Annual report pursuant to Section 13 and 15(d)

Subsequent Events

v3.20.1
Subsequent Events
12 Months Ended
Dec. 31, 2019
Subsequent Events [Abstract]  
Subsequent Events

NOTE 15 – Subsequent Events

 

In January 2020, the Company entered into a Securities Purchase Agreement (the “SPA”) with certain institutional investors (the “Institutional Private Placement”). Pursuant to the SPA, the Company issued and sold 1,640 shares of the Company’s Series D Convertible Preferred Stock (the “Series D Preferred Stock”), warrants to purchase 779,600 shares of the Company’s Common Stock (the “Common Warrants”) and warrants to purchase 6,156 shares of the Series D Preferred Stock (the “Preferred Warrants”) for a total gross purchase price of $1,600,000. The Series D Preferred Stock is initially convertible into 164,000 shares of Common Stock, the Preferred Warrants have an initial exercise price of $975.00 per share, and the Common Warrants have an initial exercise price of $10.00 per share. Concurrent with the Institutional Private Placement, the Company entered into a Securities Purchase Agreement (the “SPA”) with certain of its directors and the Company’s largest shareholder (the “Other Private Placement”). Pursuant to the SPA, the Company issued and sold 333.33 shares of the Company’s Series E Convertible Preferred Stock (the “Series E Preferred Stock”), and Class A Warrants to purchase 48,544 shares of the Company’s Common Stock (the “Common Warrants”) for a total gross purchase price of $500,000. The Series E Preferred Stock is initially convertible into 48,544 shares of Common Stock, and the Class A Warrants have an initial exercise price of $11.30 per share. Sigma also issued Dawson James Securities, Inc., its placement agent in the foregoing private placement, warrants to purchase up to 17,004 shares of Common Stock, at an initial exercise price of $11.30 per share as partial compensation.
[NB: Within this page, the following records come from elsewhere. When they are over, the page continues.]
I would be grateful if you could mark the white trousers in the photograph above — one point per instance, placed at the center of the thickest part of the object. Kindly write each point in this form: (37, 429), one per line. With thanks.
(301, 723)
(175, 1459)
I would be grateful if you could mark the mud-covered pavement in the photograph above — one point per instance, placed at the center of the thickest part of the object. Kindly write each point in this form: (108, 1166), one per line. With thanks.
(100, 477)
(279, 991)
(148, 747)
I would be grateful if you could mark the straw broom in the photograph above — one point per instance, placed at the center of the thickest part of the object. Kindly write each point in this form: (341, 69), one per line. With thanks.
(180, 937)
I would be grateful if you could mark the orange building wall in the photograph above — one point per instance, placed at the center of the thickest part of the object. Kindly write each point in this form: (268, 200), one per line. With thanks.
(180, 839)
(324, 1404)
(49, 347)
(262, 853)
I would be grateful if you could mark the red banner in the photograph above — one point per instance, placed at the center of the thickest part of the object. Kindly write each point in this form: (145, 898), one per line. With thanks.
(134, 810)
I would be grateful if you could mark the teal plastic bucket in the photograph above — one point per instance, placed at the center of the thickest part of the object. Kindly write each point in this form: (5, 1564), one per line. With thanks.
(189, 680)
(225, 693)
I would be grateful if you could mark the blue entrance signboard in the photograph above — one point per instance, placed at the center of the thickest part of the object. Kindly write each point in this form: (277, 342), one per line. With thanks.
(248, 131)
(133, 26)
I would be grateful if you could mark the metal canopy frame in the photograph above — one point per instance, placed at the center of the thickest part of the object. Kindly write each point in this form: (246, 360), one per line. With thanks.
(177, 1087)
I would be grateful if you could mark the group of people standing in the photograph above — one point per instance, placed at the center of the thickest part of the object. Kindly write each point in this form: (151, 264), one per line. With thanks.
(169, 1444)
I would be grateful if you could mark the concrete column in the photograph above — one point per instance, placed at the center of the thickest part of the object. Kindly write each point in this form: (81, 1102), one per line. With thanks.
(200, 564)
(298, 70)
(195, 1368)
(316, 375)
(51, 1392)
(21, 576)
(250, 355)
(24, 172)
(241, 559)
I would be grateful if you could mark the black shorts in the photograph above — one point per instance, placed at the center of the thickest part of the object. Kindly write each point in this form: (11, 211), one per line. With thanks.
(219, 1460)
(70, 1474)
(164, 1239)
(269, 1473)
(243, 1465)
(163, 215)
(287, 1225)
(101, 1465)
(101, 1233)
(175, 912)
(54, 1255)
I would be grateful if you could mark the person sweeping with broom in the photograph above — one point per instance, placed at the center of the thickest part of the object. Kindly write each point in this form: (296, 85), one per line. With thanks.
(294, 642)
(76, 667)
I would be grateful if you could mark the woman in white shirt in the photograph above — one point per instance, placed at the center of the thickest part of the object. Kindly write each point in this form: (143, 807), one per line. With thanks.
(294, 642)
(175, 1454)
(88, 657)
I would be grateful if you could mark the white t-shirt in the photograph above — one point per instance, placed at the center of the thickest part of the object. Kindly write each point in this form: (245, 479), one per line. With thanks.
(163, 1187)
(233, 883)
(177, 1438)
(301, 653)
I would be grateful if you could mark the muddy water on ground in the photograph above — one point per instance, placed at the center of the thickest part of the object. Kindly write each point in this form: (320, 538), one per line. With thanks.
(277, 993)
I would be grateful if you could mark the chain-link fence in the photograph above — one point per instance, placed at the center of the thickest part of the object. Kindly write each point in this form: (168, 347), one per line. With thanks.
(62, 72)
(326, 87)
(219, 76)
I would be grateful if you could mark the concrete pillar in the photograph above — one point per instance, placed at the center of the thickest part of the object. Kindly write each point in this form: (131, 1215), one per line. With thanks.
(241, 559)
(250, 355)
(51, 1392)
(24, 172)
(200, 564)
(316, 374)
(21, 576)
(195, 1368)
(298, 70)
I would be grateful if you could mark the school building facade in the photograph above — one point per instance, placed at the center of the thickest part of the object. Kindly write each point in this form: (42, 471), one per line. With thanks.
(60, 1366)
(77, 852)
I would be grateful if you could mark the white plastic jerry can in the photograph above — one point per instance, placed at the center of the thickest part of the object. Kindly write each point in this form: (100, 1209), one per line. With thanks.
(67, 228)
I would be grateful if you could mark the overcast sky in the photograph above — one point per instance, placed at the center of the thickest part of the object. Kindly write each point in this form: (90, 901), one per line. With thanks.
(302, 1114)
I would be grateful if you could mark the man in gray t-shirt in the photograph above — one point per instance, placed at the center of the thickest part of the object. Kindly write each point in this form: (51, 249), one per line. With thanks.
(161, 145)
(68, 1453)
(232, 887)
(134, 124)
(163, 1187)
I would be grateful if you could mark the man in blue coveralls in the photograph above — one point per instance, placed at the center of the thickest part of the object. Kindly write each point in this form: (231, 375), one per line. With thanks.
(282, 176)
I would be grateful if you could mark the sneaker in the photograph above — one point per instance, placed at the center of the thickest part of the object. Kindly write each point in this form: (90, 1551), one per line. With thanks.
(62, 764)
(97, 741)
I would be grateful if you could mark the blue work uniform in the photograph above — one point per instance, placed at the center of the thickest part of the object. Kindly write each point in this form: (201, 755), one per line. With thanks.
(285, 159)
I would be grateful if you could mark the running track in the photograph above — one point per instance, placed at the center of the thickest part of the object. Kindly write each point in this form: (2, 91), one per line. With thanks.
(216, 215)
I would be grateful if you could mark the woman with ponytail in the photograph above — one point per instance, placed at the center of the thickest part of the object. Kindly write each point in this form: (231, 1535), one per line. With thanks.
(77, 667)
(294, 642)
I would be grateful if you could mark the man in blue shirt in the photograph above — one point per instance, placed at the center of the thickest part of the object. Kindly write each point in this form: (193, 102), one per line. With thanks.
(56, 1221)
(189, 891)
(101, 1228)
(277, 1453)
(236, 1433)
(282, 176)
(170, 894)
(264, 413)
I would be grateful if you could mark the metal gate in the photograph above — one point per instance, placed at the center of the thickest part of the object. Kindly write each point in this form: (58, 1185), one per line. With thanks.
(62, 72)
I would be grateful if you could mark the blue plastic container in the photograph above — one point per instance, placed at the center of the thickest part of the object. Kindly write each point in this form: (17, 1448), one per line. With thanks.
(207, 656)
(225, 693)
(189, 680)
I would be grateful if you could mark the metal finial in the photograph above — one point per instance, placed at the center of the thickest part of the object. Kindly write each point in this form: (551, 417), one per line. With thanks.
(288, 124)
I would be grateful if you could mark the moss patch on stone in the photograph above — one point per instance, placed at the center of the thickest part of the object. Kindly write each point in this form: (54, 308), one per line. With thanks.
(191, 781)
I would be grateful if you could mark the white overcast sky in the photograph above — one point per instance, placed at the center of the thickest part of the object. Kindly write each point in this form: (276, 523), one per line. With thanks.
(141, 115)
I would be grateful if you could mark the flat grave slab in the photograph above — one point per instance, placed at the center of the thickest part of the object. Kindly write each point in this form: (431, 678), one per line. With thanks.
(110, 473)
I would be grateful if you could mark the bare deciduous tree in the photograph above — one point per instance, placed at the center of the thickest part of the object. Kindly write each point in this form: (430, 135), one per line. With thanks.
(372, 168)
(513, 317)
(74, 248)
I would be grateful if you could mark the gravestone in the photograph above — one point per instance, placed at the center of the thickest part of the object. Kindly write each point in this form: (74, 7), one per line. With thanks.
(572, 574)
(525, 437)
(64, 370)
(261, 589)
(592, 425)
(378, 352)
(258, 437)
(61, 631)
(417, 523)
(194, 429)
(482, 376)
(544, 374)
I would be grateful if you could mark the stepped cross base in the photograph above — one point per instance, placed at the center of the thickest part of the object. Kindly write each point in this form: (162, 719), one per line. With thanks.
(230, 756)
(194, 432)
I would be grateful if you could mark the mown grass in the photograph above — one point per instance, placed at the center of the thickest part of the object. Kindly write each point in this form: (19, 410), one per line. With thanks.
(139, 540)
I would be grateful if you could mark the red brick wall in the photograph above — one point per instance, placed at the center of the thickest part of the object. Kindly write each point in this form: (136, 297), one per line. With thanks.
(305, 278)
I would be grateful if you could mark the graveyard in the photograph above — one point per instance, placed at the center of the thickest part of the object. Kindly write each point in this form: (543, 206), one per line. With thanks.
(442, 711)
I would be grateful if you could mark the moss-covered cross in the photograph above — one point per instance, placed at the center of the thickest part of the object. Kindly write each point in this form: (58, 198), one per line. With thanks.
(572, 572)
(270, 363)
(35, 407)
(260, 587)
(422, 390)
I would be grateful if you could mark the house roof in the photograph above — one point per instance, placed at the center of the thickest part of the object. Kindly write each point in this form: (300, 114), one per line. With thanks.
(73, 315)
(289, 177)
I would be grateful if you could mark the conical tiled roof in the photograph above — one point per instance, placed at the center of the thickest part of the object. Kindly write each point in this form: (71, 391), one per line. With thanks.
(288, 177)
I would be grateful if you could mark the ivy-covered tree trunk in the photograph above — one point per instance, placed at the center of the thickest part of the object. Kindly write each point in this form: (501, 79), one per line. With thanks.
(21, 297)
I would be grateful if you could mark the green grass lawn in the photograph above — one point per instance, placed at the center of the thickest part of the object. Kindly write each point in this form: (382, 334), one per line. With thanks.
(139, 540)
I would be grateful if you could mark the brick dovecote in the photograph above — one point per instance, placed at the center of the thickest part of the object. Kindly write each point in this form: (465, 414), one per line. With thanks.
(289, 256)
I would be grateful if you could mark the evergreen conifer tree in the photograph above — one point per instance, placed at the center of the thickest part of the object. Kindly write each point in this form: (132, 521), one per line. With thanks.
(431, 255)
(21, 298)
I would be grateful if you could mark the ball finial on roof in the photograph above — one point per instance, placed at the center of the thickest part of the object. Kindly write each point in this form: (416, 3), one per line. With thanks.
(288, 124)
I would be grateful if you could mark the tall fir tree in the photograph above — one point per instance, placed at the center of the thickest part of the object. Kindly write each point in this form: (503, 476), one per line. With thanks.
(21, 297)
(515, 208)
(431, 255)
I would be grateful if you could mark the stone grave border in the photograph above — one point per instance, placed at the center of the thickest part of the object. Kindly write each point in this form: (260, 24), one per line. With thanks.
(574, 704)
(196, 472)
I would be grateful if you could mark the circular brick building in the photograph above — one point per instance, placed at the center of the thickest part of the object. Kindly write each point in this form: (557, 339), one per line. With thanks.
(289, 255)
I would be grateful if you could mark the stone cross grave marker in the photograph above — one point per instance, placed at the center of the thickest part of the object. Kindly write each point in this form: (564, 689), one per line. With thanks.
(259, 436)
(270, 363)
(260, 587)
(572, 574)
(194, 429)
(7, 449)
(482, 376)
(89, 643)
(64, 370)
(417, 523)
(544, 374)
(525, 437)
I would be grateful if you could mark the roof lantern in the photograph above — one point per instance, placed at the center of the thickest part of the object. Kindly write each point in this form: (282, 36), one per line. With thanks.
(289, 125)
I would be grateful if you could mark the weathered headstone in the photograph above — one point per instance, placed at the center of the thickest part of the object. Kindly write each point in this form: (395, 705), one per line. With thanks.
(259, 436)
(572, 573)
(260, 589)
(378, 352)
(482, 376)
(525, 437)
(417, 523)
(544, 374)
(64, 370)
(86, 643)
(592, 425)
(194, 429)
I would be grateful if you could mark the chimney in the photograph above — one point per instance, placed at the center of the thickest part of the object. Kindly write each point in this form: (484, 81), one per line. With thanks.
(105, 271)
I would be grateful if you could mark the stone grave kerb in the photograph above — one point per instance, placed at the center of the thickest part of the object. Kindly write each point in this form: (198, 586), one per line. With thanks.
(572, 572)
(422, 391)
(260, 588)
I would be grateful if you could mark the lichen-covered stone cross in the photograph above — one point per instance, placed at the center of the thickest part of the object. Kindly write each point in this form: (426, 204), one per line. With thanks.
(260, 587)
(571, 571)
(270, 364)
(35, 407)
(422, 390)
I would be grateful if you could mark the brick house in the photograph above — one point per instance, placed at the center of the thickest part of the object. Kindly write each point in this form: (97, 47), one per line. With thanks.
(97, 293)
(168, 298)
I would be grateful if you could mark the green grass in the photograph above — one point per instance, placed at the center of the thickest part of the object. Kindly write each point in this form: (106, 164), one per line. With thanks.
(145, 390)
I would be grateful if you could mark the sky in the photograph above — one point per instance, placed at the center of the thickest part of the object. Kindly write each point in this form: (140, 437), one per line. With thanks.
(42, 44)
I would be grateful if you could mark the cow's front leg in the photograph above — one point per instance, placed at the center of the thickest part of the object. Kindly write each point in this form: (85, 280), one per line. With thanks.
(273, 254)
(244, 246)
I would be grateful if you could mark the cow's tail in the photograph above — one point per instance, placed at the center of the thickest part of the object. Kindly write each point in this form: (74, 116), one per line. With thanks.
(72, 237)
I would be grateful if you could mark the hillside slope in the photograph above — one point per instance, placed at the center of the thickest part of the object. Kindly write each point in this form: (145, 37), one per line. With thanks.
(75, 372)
Total net proceeds from the private placements were approximately $1,711,124, after deducting placement commissions and other offering expenses payable by the Company.

 

On January 31, 2020, the Company paid off its Secured Convertible Promissory Note in full in the amount of $56,458, including accrued interest of $1,458 and a late fee penalty of $5,000.

 

Effective February 27, 2020, our Amended and Restated Articles of Incorporation were amended pursuant to a Certificate of Change Pursuant to Nevada Revised Statutes 78.209 (the “Certificate of Change”) filed with the Nevada Secretary of State. The Certificate of Change provided for both a reverse stock split of the outstanding shares of our common stock on a 1-for-10 basis (the “Reverse Stock Split”), and a corresponding decrease in the number of shares of our common stock that we are authorized to issue (the “Share Decrease”).

 

As a result of the Reverse Stock Split, the number of issued and outstanding shares of our common stock decreased from 14,500,823 pre-Reverse Stock Split shares to 1,450,082 post-Reverse Stock Split shares (after adjustment for any fractional shares). Pursuant to the Share Decrease, the number of authorized shares of our common stock decreased from 22,500,000 to 2,500,000 shares of common stock, $0.001 par value per share.